“Lho, Fia kok sudah kembali ke Malang?”jawabnya juga dengan pertanyaan sambil membuka pagar dan mempersilahkanku masuk ke halaman dengan wajah serba salah.
“Abang ini kenapa, macam lihat hantu saja?” tanyaku sambil tersenyum manis.
“Kamu ini kok sudah kembali, katanya masih satu bulan lagi?”tanyanya masih tetap dengan perasaan resah.
“Abang ini kenapa, tidak rindu padaku?” godaku.
“Hahahahaha..tentu saja, tapi kenapa begitu cepat kamu kembali ke Malang, bukankah KKL-mu masih satu bulan lagi?”
“Sumbang sekali tawa Abang, ada apa, apa Tama sudah bangun?”
“Anu..Fia..lebih baik kamu Abang antar ke kosmu ya, kamu pasti lelah berkereta semalaman, bagaimana kalau kau sakit nanti?”
“Abang kenapa sih, aku mau bertemu Tama, dia tak balas semua pesanku, juga tak bisa kuhubungi, ada apa ini?”
Kulihat wajah bersalah di wajah Bang Josie, sahabat Tama dari pulau seberang. Entah ada apa yang jelas itu membuatku gusar, aku kurang pandai berkata-kata walaupun kadang banyak bicara. Aku memang terbiasa mengungkapkan isi kepalaku, tapi untuk urusan yang satu ini aku merasa seperti manusia bisu, tapi instingku mencium hal yang tidak beres.
Aku beranjak dari halaman rumah dan memasuki pintu, Bang Jo berusaha menghalauku namun dia juga merasa tak sanggup memaksaku pergi. Dia hanya berusaha menghalangiku untuk masuk menuju kamar Tama.

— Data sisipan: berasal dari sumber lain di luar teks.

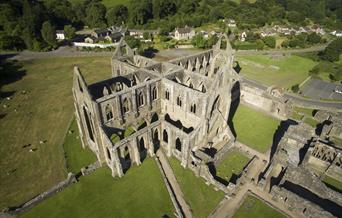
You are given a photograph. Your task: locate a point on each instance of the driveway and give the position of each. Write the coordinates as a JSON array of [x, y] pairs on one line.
[[318, 89]]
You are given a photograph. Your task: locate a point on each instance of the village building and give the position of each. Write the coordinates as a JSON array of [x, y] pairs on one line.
[[185, 33]]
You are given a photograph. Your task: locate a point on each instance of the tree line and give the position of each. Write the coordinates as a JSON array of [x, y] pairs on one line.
[[31, 24]]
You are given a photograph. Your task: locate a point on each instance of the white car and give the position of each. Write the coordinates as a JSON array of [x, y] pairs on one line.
[[338, 91]]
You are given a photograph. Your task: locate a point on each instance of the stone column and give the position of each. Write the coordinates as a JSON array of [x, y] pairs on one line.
[[117, 168], [169, 144], [185, 152], [135, 150], [118, 103], [148, 96], [134, 102]]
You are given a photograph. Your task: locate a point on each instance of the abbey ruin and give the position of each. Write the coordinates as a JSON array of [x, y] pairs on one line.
[[184, 108]]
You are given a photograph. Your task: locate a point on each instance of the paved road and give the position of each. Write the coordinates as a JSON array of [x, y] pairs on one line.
[[66, 51], [318, 89], [174, 184], [280, 51], [316, 104]]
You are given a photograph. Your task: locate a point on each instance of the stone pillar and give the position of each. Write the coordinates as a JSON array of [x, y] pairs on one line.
[[134, 102], [169, 144], [185, 152], [135, 150], [116, 164], [118, 103], [150, 142], [148, 96]]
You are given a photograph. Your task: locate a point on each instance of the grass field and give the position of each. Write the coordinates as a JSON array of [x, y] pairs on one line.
[[76, 156], [43, 113], [233, 163], [201, 198], [333, 183], [140, 193], [254, 128], [284, 72], [253, 207]]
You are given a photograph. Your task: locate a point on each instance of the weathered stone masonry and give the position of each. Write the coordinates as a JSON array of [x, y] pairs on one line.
[[183, 104]]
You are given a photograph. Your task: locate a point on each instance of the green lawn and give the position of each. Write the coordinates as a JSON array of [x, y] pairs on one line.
[[233, 163], [201, 198], [254, 128], [76, 156], [284, 72], [253, 207], [333, 183], [140, 193], [43, 113], [108, 3]]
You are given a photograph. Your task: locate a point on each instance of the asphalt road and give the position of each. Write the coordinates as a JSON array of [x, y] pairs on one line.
[[312, 103], [318, 89]]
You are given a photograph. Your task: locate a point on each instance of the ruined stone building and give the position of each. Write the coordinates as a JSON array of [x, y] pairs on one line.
[[181, 106], [184, 107]]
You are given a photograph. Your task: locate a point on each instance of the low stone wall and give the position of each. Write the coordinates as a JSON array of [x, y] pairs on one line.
[[8, 212], [298, 204], [90, 168]]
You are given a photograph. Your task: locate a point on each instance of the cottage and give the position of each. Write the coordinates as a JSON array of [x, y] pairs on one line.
[[60, 35], [184, 33], [231, 23]]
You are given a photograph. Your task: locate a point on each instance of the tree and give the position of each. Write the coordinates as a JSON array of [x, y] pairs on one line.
[[140, 11], [117, 15], [96, 15], [69, 31], [295, 17], [198, 41], [270, 41], [314, 38], [49, 34]]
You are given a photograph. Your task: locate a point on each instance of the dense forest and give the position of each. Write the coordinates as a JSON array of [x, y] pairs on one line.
[[31, 24]]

Aku sampai di depan pintu kamar Tama, ada sepatu stiletto merah tergeletak di sana, bukan sepatuku karena aku tidak pernah masuk ke kamarnya apalagi meninggalkan barang-barangku di sana dan aku tidak pernah mengenakan sepatu hak tinggi semacam itu. Kepalaku tiba-tiba merasa pusing, lelahku semalaman di kereta tiba-tiba saja menyeruak ke permukaan, telingaku dipenuhi bunyi berdenging, walau masih sayup-sayup kudengar suara Bang Josie memanggilku.